After the animal has been properly slaughtered, a trained inspector (bodek) inspects the internal organs for any physiological abnormalities that may render the animal non-kosher (treif). The lungs, in particular, must be examined in order to determine that there are no adhesions (sirchot), which may be indicative of a puncture in the lungs. If an adhesion is found, the bodek must further examine it carefully to determine its kashrus status. It should be noted that in addition to fulfilling the requirements of halacha (Jewish law), the bedika of internal organs insures a standard of quality that exceeds government requirements.
C. Glatt Kosher:
Though not all adhesions render an animal non-kosher, some Jewish
communities or individuals only eat meat of an animal that has been found to be free of all adhesions on its lungs. “Glatt” literally means “smooth”, indicating that the meat comes from an animal whose lungs have been found to be free of all adhesions.

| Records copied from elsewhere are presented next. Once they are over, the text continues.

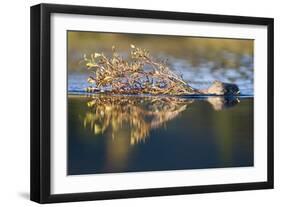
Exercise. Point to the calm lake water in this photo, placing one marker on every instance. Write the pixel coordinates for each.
(111, 134)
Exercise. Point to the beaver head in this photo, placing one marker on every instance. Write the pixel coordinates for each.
(220, 88)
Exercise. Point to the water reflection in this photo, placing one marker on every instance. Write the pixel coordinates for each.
(114, 134)
(139, 115)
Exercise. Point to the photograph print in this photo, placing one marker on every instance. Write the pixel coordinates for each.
(147, 102)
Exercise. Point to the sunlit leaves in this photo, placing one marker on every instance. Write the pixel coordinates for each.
(141, 74)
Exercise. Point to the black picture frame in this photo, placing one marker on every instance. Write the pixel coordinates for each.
(41, 97)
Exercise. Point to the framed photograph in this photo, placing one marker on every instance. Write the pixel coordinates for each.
(132, 103)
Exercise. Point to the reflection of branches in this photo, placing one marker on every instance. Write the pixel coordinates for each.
(139, 114)
(116, 115)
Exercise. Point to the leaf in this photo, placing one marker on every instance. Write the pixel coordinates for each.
(91, 65)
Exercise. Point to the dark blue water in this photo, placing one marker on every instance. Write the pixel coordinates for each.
(113, 134)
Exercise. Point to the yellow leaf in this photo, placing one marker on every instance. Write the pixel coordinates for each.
(91, 65)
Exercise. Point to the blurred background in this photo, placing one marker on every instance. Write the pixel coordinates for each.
(200, 60)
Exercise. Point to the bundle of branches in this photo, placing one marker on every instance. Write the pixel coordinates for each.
(141, 74)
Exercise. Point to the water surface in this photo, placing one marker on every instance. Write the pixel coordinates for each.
(114, 134)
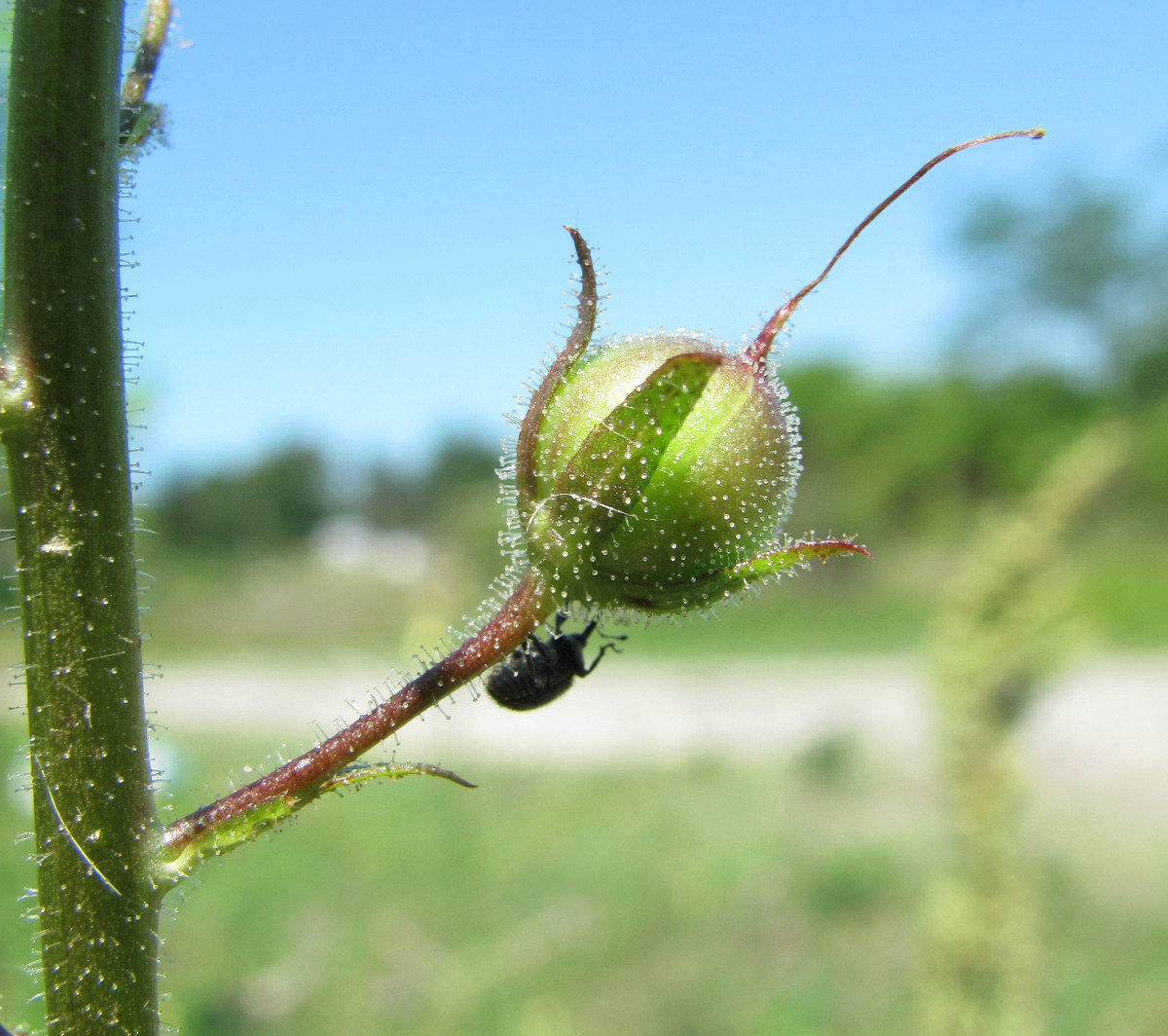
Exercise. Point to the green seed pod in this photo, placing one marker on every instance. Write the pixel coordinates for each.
(654, 474)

Recently, the term “glatt kosher” is increasingly used more broadly as a generic phrase, implying that the product is kosher without question.

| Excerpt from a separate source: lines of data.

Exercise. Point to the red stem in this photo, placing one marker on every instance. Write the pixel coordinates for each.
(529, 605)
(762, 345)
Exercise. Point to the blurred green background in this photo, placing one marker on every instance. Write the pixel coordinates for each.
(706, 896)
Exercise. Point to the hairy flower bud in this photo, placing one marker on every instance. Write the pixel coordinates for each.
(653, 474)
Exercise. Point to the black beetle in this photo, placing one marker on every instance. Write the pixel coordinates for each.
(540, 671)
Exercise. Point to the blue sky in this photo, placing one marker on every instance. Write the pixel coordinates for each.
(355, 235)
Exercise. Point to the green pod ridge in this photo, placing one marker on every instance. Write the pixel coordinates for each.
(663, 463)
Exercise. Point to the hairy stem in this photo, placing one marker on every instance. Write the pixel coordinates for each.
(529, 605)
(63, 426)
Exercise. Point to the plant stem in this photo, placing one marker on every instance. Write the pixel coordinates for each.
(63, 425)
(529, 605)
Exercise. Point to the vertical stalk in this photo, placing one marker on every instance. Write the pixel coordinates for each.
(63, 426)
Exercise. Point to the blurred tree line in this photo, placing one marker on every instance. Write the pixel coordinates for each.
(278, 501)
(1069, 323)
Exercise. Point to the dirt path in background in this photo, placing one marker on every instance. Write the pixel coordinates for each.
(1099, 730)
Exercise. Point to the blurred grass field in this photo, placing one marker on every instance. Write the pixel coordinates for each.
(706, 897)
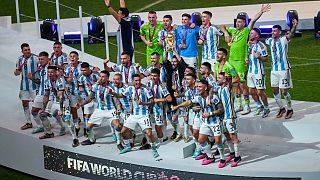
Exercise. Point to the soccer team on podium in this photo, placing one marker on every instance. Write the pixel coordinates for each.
(59, 84)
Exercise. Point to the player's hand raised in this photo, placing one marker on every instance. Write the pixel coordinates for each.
(205, 115)
(265, 8)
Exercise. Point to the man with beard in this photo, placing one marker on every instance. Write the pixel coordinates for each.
(209, 39)
(257, 53)
(26, 65)
(127, 69)
(149, 35)
(237, 39)
(280, 68)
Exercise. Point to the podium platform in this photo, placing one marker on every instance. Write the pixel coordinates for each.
(271, 148)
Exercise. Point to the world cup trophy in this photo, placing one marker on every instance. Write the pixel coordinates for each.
(170, 42)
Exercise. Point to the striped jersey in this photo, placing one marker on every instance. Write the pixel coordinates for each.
(163, 73)
(42, 74)
(227, 100)
(226, 68)
(203, 102)
(210, 36)
(142, 94)
(54, 86)
(126, 72)
(102, 97)
(190, 94)
(74, 73)
(87, 82)
(125, 101)
(159, 91)
(162, 35)
(211, 80)
(27, 65)
(256, 65)
(59, 60)
(279, 53)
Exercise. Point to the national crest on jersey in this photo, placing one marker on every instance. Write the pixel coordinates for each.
(59, 60)
(159, 91)
(127, 72)
(205, 108)
(42, 74)
(210, 36)
(227, 101)
(125, 101)
(26, 66)
(162, 35)
(255, 65)
(88, 81)
(102, 97)
(54, 86)
(142, 94)
(279, 53)
(74, 73)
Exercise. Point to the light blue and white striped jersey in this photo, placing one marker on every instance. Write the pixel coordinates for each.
(175, 82)
(87, 82)
(42, 74)
(159, 92)
(75, 73)
(162, 35)
(127, 72)
(227, 100)
(279, 53)
(190, 94)
(125, 101)
(163, 72)
(210, 35)
(27, 65)
(211, 80)
(54, 87)
(102, 97)
(255, 65)
(59, 60)
(203, 102)
(142, 94)
(188, 36)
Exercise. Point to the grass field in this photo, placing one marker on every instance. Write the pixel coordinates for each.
(47, 8)
(304, 52)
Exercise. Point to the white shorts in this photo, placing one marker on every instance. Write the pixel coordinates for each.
(100, 115)
(157, 120)
(194, 119)
(124, 116)
(210, 130)
(27, 95)
(53, 107)
(230, 126)
(182, 111)
(74, 100)
(281, 79)
(191, 61)
(88, 108)
(142, 120)
(211, 61)
(38, 102)
(256, 81)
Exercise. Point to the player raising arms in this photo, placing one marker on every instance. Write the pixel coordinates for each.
(257, 53)
(280, 67)
(105, 110)
(26, 65)
(141, 98)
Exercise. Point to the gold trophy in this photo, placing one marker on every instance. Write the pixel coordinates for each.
(170, 42)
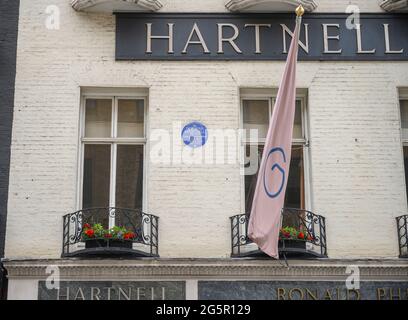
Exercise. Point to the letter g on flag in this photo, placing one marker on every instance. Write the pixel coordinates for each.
(279, 152)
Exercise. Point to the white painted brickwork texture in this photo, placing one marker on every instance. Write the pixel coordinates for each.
(357, 174)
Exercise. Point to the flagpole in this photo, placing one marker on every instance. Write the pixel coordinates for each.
(299, 13)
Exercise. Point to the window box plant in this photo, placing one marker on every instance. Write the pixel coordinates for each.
(97, 236)
(290, 237)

In some kosher animal species, many blood vessels, nerves and lobes of fat are forbidden and must be removed. There are special cutting procedures for beef, veal and lamb known as “Nikkur” (Hebrew word for “excising” ), which must be performed by a specially trained individual.
The Torah forbids the consumption of the blood of an animal. The two Torah accepted methods of extracting blood from meat, a process referred to as “koshering”, are either salting or broiling.
Meat should not be placed in warm water before it has been “koshered”. Once meat is cooked prior to koshering, it cannot be made kosher.
The meat must first be soaked for a half hour in cool (not ice) water in a utensil designated only for that purpose. After allowing for excess water to drip off the meat, the meat is thoroughly salted so that the entire surface is covered with a thin layer of salt. Only coarse salt should be used. Both sides of meat and poultry must be salted. All inside loose sections of poultry must be removed before the koshering process begins. Each part must be soaked and salted individually.
If the meat or poultry was sliced during the salting process, the newly exposed surfaces of the cut must now be soaked for a half hour and salted as well.
The salted meat is left for an hour on an inclined or perforated surface to allow
the blood to flow down freely. The cavity of the poultry should be placed open, in a downward direction.
After the salting, the meat must be thoroughly soaked, and then thoroughly washed to remove all of the applied salt.
According to kosher law, meat must be koshered within 72 hours after slaughter so as not to allow the blood to congeal. If meat has been thoroughly soaked prior to the 72 hours limit, an additional seventy-two hours time stay is granted to complete the first step of the salting process.
An alternate means of “koshering” meat is through broiling. Liver may only be koshered through broiling, because of the preponderance of blood in it.
Both the liver and meat must first be thoroughly washed to remove all surface blood. They are then salted slightly on all sides. Subsequently, they are broiled specifically on a designated liver-broiling perforated grate over an open fire, which draws out the internal blood. When koshering liver, slits must be made in the liver prior to broiling.
The meat or liver must be broiled on both sides until the outer surface appears to be dry and brown. After broiling, the meat or the liver is rinsed off.
F. The Kosher Butcher:
Years ago, salting of meat and poultry was performed in the home of the consumer. More recently, the kosher butcher performed salting in the butcher shop. Today, the entire process of slaughtering, bedika, nikkur and salting has shifted to the slaughterhouse. This allows for uniform consistency of high standards. Nonetheless, the kosher butcher plays a critical role in distributing the product. The butcher must be a person of integrity and the store should be under reliable Rabbinic supervision.
From the time of slaughter, kosher meat and poultry must be properly supervised until it reaches the consumer. A metal tag called a plumba, bearing the kosher symbol is often clamped on the meat or fowl to serve as an identifying seal of supervision. Alternatively, the meat or fowl is packed in tamperproof packaging with the kosher logo prominently displayed.
Because kosher meat and poultry have many processing requirements (shechita, bedika nikkur and salting), which must be performed by specially trained individuals, the labor costs associated with kosher meat and poultry are significantly greater. This accounts for the higher cost of kosher meat and poultry.